Infrastructure Australia this week released its first report on regional strengths and infrastructure gaps. Director of Policy & Research Jonathan Cartledge unpacks some of the findings and what they mean for government.
GN: What are the key insights relating to housing, water security, telecoms, skills and public transport in this report?
JC: Each of Australia’s regions is unique, and so too are their infrastructure needs and the resources available to meet these challenges.
Key insights from the five most commonly prioritised infrastructure gaps in Australia’s regions are listed below. Each region’s challenges and opportunities are explored in more detail in the report, reflecting the area’s local context.
- Availability, diversity and affordability of housing to meet the growing and changing demands of regional Australian communities is a major constraint in attracting and retaining skilled workers, growing regional productivity and maintaining liveability.
- Water security to meet fundamental residential and commercial requirements is crucial to the productivity of the traditional ‘engine’ industries of regional Australia, including agriculture, mining and manufacturing, as well as emerging industries.

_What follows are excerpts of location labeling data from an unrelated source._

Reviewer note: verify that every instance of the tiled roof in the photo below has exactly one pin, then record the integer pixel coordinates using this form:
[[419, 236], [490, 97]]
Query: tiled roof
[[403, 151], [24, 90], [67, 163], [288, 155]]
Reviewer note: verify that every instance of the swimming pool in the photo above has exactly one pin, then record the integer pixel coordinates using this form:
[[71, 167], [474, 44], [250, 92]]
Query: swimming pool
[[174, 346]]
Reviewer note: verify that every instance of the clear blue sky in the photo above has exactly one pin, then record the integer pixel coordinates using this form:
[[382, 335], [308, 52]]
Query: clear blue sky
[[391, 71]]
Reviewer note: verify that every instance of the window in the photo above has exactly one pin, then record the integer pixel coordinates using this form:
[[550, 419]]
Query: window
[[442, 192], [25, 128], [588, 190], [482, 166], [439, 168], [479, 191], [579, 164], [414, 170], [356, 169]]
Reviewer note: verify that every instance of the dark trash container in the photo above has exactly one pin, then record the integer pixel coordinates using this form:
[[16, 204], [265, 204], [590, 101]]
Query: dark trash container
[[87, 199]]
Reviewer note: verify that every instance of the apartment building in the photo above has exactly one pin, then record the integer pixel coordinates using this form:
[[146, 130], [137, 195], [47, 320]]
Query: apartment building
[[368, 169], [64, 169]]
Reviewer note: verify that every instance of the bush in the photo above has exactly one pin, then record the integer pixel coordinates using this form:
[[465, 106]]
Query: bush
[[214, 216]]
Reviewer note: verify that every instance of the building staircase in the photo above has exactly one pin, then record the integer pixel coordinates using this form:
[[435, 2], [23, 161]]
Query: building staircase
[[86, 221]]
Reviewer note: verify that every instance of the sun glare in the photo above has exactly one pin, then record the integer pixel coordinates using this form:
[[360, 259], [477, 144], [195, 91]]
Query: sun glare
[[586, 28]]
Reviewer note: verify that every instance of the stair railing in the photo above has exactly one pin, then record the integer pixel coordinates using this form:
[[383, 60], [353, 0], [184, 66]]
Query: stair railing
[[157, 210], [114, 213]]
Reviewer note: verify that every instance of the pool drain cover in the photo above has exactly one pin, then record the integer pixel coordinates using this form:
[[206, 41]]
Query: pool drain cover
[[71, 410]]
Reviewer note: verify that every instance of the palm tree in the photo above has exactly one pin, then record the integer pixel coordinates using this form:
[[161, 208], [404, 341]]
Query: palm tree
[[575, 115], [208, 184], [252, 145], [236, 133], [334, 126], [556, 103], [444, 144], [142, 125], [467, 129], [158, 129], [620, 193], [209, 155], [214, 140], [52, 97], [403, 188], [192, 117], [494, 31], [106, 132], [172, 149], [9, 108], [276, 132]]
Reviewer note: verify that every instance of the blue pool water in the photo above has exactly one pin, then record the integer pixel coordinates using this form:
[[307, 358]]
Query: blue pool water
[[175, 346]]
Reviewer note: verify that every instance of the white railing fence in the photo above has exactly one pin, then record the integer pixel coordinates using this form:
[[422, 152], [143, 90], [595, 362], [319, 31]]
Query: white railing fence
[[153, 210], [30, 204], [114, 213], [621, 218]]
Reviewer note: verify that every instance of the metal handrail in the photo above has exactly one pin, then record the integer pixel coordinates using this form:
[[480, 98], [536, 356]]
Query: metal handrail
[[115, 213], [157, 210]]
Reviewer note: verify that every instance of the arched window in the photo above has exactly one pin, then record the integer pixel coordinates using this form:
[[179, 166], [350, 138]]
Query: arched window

- Broadband and mobile connectivity is an enduring concern across many communities and increasingly crucial to the economic and social wellbeing of regional Australia, particularly through the COVID-19 pandemic with increasing reliance on digital connectivity for access to essential services and products.
- Access to further education and skills training, aligned to a region’s existing employment opportunities and industry growth profile, is critical to enabling economic growth and attracting and growing local skills particularly in critical service sectors.
- Capacity, connectivity and quality of public transport infrastructure within and between our regions is essential to access services, employment, education and economic opportunities.
Why do these gaps exist? What is contributing to them?
Infrastructure Australia has long acknowledged the need for equitable service delivery in our regions, as well as the challenge of providing affordable, high-quality infrastructure in a country as vast and geographically dispersed as ours.
The 2019 Australian Infrastructure Audit found that poorer access to services in many regional and remote communities is reinforcing disadvantage, eroding confidence in the long-term viability of some communities, and concentrating economic opportunities in fewer parts of Australia.
On top of these existing challenges, patterns of economic activity and settlement can shift quickly in this digital age. Shifting economic fortunes and patterns of trade, changes in population, settlement, productivity, liveability and technology, natural disasters and climate change all continue to redefine what it means to live in Australia’s regions.
The lived experience for communities in Australia’s regions reflects many of the challenges addressed more broadly through the 2021 Australian Infrastructure Plan.
What is the message for government at all levels?
The 2022 Regional Strengths and Infrastructure Gaps report is the first report to leverage regional strengths and infrastructure gaps for planning, policy and investment, undertaken at a national scale.
Governments at all levels, businesses and communities themselves, have acknowledged the need to address these challenges for many years, however too often work in isolation. By identifying and spotlighting priority challenges and opportunities in each region, we hope to encourage governments at all levels to work with industry and the community to identify, develop, and submit proposals to address these gaps.
What role can regional councils play in addressing the gaps, given lack of resources?
The analysis contained within Regional Strengths and Infrastructure report does not reinvent the wheel, but builds on existing local infrastructure and regional development strategies across governments to identify regional infrastructure gaps informed by industry and community consultation.
This challenge is a shared one. Local government has a critical role to play, but there needs to be close collaboration with state and federal governments, business and the community.
Through stakeholder consultation we heard that better collaboration in infrastructure policy and delivery, and clear ownership of responsibilities across the levels of government were crucial to delivering on strategic priorities and infrastructure provisions. If governments are disconnected, the likelihood of delivering on strategic priorities, or realising the full benefits and desired outcomes of a project become difficult. The impacts of increasing expectations for leadership in infrastructure planning and delivery from local government were also identified by stakeholders as a capability and capacity barrier through our consultation workshops.
Through this project, we hope to highlight commonalities to enable collaboration, best practice sharing and proactive planning by local communities. Organisations such as Regional Capitals Australia and the Gateways Cites alliance are great examples of this kind of collaboration.